Google has long been rumoured to be getting into the custom chip business, and the release of the Pixel 2 has confirmed it with Google announcing the ‘Pixel Visual Core’ is inside every Pixel 2 phone.

The purpose of the custom chip is to super-charge the HDR+ camera voodoo that Google is using on the Pixel 2 phones. The Pixel Visual Core is a Google-designed Image Processing Unit (IPU) comprised of eight cores which Google says can super-charge HDR+ allowing it to ‘run 5x faster and at less than one-tenth the energy than running on the application processor’.

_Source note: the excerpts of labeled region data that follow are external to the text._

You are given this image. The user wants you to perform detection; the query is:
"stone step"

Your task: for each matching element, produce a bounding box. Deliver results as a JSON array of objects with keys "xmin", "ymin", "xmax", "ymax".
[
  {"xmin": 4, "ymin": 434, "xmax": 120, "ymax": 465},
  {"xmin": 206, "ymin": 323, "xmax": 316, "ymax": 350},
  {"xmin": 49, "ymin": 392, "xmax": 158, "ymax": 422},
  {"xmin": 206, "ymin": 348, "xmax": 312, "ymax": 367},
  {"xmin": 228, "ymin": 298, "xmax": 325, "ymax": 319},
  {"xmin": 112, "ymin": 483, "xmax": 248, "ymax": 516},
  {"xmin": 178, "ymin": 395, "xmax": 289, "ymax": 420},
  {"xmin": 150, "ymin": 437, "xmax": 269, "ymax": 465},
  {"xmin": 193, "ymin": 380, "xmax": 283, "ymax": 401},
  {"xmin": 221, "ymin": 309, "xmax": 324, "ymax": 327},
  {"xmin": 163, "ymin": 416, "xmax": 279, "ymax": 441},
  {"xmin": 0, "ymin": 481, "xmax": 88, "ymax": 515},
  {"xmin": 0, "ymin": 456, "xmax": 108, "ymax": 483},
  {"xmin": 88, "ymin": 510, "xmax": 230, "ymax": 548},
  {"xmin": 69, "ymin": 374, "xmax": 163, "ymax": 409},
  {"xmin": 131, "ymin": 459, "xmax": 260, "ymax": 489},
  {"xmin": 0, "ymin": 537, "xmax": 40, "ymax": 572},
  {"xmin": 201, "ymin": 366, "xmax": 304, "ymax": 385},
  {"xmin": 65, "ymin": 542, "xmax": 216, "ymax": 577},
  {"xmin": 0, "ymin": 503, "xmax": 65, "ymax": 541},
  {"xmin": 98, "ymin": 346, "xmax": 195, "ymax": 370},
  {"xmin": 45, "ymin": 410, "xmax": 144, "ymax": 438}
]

While the chip is dormant at the moment, Google says it will ‘turn it on through a software update to enable more applications to use Pixel 2’s camera for taking HDR+ quality pictures.’ The update to turn on Pixel Visual Core will come in the Dev Preview of Android 8.1 which Google will begin pushing in ‘the coming weeks’.

Once switched on, Google intends to open up access to the IPU for ‘third-party apps using the Android Camera API’ allowing developers to play with the technology which Google also says will improve over time with more machine learning applied to it.

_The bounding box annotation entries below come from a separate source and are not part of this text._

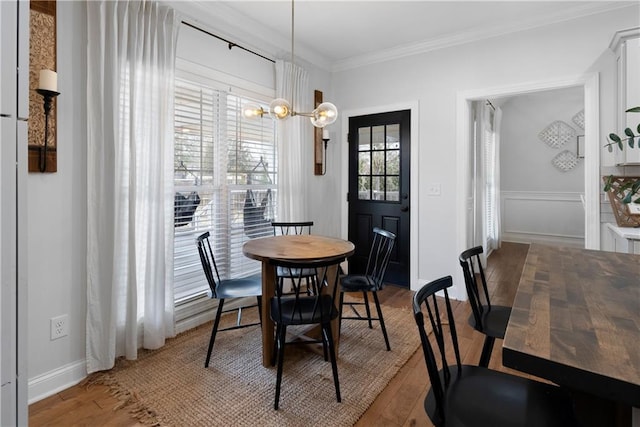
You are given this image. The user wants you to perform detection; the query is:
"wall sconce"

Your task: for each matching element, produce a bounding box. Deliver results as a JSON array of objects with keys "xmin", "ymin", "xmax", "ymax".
[
  {"xmin": 36, "ymin": 70, "xmax": 60, "ymax": 172},
  {"xmin": 322, "ymin": 129, "xmax": 329, "ymax": 175}
]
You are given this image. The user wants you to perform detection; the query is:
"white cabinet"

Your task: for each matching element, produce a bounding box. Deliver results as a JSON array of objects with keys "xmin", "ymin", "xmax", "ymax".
[
  {"xmin": 609, "ymin": 27, "xmax": 640, "ymax": 165},
  {"xmin": 603, "ymin": 223, "xmax": 640, "ymax": 254}
]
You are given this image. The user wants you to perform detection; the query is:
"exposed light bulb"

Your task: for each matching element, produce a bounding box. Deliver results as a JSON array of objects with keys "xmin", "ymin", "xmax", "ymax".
[
  {"xmin": 242, "ymin": 104, "xmax": 264, "ymax": 119},
  {"xmin": 311, "ymin": 102, "xmax": 338, "ymax": 128},
  {"xmin": 269, "ymin": 98, "xmax": 291, "ymax": 120}
]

We’ve already seen what the Pixel 2 camera can do – take a look at our hands-on with the Pixel 2 – so it will be interesting to see what third-party developers can get out of the Pixel Visual Core once it’s switched on and open.

Whether the Pixel Visual Core will see major development work is the main concern with Pixel phones not traditionally selling in great volumes with Telsyte estimating around 70k Google Pixel & Pixel XL handsets were sold in H1 2017, with less than 50,000 units sold in the previous half after launch – that’s around 120,000 handsets in the Australian market.

Pre-orders for the Pixel 2 through Telstra go live on October 20th, we’re still waiting to see when Google and bricks and mortar retailers will begin selling the Pixel 2 – though our sources say it’s October 31st. If you’re into photography, this new hardware could be the difference between a good camera and a truly outstanding camera.